Nuevas búsquedas de ociosidad

Los días están pasando entre paréntesis gruesos. (Es que se vive para sobrevivir, sin aspirar al cambio de costumbres, dejando la guía del universo en manos de tecnologías siniestrales, envilecidas por el espíritu comercial del capitalismo). Así no se gana plata, porque tampoco se trabaja: la dedicación al ocio es absoluta, de una plenitud incontrastable. La amenaza de caer en la ruina económica, la carencia de billetes de cien pesos se avizora inexorable. La caída por la escala social también se asoma irremediable, y ello puede entrañar problemas de salud de toda índole. «El trabajo es un bien cada vez más escaso» –es el argumento preferido de los ociosos convencidos, especialmente los que proceden de clases acaudaladas. Sustentados en la filosofía de Tinguitella («laburás, te cansás, ¿qué ganás?»), los ociosos de las clases más menesterosas escupen frases provocadoras y se animan a robar si se encuentran en algún apuro. Varios muchachos deciden vender su semen y su sangre pero se topan con un abigarrado mercado de sementales de sangre azul y salud de hierro que arruinan sus planes, pues sus fluidos se cotizan a muy bajo precio y sólo son estimados por millonarios excéntricos que satisfacen un capricho para pasar por raros.

Hay que introducir a los protagonistas de esta historia –una entre tantas que revelan las costumbres del hombre en el siglo XXI, en su segunda década infame-. ¿El lugar? Pinamar, un pituco balneario argentino de paisaje boscoso y casas de ensueño. Allí se nuclea una oligarquía que se cree dueña del país sólo porque maneja los hilos de la información y la represión de los elementos rebeldes. Se mezclan jueces con policías, funcionarios con barrabravas, y configuran una mafia arrogante. La fórmula es simple y se repite de pueblo en pueblo.
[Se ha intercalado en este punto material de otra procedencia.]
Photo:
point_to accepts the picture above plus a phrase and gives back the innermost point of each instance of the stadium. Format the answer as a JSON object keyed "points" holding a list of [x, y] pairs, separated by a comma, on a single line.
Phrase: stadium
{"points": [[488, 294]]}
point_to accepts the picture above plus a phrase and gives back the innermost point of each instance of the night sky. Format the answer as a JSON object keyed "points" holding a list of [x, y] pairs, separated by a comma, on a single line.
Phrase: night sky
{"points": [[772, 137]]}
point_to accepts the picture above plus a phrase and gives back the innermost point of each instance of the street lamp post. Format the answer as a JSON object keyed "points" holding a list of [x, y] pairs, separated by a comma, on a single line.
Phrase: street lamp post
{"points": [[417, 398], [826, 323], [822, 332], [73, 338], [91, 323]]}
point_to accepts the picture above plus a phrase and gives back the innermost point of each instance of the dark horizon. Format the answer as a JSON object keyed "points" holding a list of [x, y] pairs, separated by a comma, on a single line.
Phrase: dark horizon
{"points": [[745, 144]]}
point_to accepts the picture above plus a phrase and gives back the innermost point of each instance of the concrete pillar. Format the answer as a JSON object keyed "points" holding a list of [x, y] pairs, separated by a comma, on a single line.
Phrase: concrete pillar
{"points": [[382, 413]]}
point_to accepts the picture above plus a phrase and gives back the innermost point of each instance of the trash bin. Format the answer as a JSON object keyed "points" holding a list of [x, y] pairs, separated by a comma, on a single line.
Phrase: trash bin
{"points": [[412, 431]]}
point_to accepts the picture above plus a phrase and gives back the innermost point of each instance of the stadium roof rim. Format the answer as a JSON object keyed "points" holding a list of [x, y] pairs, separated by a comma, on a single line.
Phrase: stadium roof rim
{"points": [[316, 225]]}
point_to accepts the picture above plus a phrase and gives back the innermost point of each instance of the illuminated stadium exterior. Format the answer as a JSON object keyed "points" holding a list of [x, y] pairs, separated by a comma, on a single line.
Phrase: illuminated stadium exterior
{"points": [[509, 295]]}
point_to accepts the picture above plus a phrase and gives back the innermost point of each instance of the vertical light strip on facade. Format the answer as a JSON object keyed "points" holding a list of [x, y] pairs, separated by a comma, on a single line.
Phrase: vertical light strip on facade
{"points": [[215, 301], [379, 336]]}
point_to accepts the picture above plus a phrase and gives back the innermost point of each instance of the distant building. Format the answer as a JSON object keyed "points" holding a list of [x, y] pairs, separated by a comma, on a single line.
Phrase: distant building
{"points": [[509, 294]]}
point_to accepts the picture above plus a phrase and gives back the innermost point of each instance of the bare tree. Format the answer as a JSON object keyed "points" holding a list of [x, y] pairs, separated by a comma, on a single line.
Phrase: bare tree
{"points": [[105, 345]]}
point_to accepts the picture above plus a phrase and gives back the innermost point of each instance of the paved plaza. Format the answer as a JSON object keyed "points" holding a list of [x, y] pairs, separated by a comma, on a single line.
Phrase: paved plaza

La casa donde me han acogido es cómoda y arenosa. Cuenta con un garincho (ambiente combinado de garage y quincho), que cobija una parrilla y plantas amables. El dueño es un «incapacitado mental» que recibe una pensión por no trabajar. Se mantiene calmo a base de psicofármacos, pepsi y cigarrillos Lucky (paquetes y paquetes). Esto no le impide ser generoso y poseer un corazón tierno. El problema es que es muy pero que muy obsesivo, se preocupa mucho por ostentar su lado bueno y se expone a que lo tomen por un paparulo.

Gustavo es un clásico ocioso, aunque se haya ganado con esfuerzo esa condición. En verdad es, como todo hombre, una paradoja caminando. Cerca de los cincuenta años se le ocurrió anotarse en la carrera de abogacía, en un campus que tiene la UADE en Pinamar. Duró apenas dos semanas, cuando descubrió que debía comprar libros y estudiar para lograrlo. A pesar de su eficiencia en la charla, que lo proyecta como un eximio vendedor, decidió no trabajar y mantenerse con su pensión, el salario de Susana, su pareja, y las dádivas de sus padres, que alimentan su ‘dolce far niente’. Prefirió dedicar su encanto verbal a la conquista de damiselas lábiles (llámense prostitutas que publican sus servicios en Internet).